HINT: The suffix 30 in the output folder indicates the batch size used during the benchmark. Batch size 30 is selected since torchaudio throws CUDA OOM error if batch size 40 is used.

HINT: We have uploaded the benchmark results to https://huggingface.co/csukuangfj/transducer-loss-benchmarking. You can download and visualize it without running any code.

Note: We use the following command for benchmarking:

prof = torch.profiler.profile(
    activities=[ProfilerActivity.CPU, ProfilerActivity.CUDA],
    schedule=torch.profiler.schedule(
        wait=10, warmup=10, active=20, repeat=2
    ),
    on_trace_ready=torch.profiler.tensorboard_trace_handler(
        f"./log/k2-{batch_size}"
    ),
    record_shapes=True,
    with_stack=True,
    profile_memory=True,
)

The first 10 batches are skipped for warm up, the next 10 batches are ignored, and the subsequent 20 batches are used for benchmarking.

Step 3: Visualize Results

You can use tensorboard to visualize the benchmark results. For instance, to visualize the results for k2 pruned loss, you can use

tensorboard --logdir ./log/k2-pruned-30 --port 6007

Name	Overview	Memory
torchaudio
k2
k2 pruned
`optimized_transducer`
`warprnnt_numba`
`warp-transducer`
`warp-rnnt`
`SpeechBrain`

The following table summarizes the results from the above table

Name	Average step time (us)	Peak memory usage (MB)
`torchaudio`	544241	18921.8
`k2`	386808	22056.9
`k2 pruned`	63395	3820.3
`optimized_transducer`	376954	7495.9
`warprnnt_numba`	299385	19072.7
`warp-transducer`	275852	19072.6
`warp-rnnt`	293270	18934.3
`SpeechBrain`	459406	19072.8

Some notes to take away:

For the unpruned case, warp-transducer is the fastest while optimized_transducer takes the least memory
k2 pruned loss is the fastest and requires the least memory
You can use a larger batch size during training when using k2 pruned loss

Sort utterances by duration before batching them up

To minimize the effect of padding, we also benchmark the implementations by sorting utterances by duration before batching them up.

You can use the option --sort-utterance, e.g., ./benchmark_torchaudio.py --sort-utterance true, while running the benchmarks.

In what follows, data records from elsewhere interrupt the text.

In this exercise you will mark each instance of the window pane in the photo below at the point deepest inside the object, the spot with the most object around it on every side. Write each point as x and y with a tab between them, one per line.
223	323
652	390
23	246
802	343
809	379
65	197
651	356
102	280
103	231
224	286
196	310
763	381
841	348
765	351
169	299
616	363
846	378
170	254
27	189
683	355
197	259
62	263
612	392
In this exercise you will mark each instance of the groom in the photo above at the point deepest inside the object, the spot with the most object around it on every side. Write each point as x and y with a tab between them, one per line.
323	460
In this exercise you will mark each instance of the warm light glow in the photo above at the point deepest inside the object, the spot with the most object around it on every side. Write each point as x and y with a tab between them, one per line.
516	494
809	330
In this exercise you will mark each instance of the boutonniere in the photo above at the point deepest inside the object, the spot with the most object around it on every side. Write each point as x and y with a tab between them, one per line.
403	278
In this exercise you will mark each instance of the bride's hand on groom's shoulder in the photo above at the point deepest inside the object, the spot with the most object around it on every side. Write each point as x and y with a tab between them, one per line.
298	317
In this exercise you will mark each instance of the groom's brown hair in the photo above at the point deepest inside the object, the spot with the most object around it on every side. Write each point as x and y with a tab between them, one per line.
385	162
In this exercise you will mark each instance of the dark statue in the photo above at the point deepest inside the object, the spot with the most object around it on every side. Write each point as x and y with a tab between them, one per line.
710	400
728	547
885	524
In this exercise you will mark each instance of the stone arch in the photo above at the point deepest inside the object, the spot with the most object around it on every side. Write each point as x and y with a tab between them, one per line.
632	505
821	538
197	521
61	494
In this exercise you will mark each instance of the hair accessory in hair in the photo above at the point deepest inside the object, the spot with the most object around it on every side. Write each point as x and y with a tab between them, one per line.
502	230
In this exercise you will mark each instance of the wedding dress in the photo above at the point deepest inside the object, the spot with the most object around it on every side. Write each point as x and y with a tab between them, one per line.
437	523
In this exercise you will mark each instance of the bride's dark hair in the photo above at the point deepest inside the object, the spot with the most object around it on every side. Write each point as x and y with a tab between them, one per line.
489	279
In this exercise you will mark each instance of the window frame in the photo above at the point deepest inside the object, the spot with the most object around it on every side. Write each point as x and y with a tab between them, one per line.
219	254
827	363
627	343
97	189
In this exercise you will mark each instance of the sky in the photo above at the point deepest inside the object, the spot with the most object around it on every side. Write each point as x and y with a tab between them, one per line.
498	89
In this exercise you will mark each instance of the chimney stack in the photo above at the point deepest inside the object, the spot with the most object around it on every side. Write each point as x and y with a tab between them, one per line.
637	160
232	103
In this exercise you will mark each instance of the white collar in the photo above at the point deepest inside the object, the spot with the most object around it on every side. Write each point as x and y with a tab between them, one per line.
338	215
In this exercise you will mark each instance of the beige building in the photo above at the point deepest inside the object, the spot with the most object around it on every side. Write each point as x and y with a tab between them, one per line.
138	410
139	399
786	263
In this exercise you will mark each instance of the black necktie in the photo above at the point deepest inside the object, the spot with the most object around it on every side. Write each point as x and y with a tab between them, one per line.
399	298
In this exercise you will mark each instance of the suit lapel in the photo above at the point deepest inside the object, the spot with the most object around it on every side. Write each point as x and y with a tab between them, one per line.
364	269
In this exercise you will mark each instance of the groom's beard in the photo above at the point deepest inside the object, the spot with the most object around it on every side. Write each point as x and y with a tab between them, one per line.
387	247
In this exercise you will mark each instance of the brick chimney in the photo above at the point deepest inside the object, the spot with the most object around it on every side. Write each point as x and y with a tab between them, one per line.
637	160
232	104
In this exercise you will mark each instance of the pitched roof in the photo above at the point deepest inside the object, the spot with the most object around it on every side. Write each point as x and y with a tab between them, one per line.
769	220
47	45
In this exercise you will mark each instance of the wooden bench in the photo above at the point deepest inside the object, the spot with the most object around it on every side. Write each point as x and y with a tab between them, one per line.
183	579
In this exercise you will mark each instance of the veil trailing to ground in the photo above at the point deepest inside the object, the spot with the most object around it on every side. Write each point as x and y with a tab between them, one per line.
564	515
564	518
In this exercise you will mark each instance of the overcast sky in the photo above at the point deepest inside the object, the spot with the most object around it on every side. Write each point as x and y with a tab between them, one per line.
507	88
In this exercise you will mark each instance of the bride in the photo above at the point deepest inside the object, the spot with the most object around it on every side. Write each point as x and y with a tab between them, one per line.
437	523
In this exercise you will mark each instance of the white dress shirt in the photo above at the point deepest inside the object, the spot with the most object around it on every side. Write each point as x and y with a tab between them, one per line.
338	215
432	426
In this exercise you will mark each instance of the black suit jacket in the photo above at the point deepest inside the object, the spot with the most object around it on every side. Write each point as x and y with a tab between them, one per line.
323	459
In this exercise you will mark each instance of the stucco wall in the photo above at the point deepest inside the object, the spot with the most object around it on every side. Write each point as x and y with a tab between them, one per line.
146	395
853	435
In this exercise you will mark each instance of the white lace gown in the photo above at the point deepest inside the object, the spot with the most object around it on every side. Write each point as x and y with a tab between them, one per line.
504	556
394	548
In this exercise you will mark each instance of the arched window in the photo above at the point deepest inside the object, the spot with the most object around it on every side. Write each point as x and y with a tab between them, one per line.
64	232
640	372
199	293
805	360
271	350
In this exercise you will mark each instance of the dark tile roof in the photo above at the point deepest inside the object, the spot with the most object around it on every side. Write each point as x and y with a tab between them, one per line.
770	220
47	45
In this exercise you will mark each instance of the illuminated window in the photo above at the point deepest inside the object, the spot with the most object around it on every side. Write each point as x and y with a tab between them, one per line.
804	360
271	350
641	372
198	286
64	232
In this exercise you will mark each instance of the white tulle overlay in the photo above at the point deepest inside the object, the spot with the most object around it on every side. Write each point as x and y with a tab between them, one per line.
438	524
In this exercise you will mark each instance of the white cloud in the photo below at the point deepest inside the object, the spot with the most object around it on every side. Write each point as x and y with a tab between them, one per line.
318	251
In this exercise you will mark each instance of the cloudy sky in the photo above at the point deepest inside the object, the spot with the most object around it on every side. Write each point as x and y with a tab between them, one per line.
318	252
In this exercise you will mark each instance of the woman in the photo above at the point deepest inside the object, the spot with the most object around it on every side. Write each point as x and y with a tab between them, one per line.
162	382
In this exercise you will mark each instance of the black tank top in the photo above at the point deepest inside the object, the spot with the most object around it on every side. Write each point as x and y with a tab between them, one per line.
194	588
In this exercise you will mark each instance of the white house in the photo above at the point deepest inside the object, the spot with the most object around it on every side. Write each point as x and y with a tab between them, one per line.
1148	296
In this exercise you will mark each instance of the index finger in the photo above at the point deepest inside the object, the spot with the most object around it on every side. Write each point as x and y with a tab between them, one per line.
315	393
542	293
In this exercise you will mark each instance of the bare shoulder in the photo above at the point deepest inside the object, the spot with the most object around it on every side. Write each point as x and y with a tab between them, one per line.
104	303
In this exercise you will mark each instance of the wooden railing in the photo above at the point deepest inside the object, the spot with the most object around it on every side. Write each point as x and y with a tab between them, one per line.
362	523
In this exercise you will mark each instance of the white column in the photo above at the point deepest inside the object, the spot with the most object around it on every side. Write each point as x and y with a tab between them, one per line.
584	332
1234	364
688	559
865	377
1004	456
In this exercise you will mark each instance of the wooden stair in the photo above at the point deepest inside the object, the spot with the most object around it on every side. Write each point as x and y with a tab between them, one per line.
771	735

The following table visualizes the benchmark results for sorted utterances:

Name	Overview	Memory
torchaudio
k2
k2 pruned
`optimized_transducer`
`warprnnt_numba`
`warp-transducer`
`warp-rnnt`
`SpeechBrain`

Note: A value 10k for max frames is selected since the value 11k causes CUDA OOM for k2 unpruned loss. Max frames with 10k means that the number of frames in a batch before padding is at most 10k.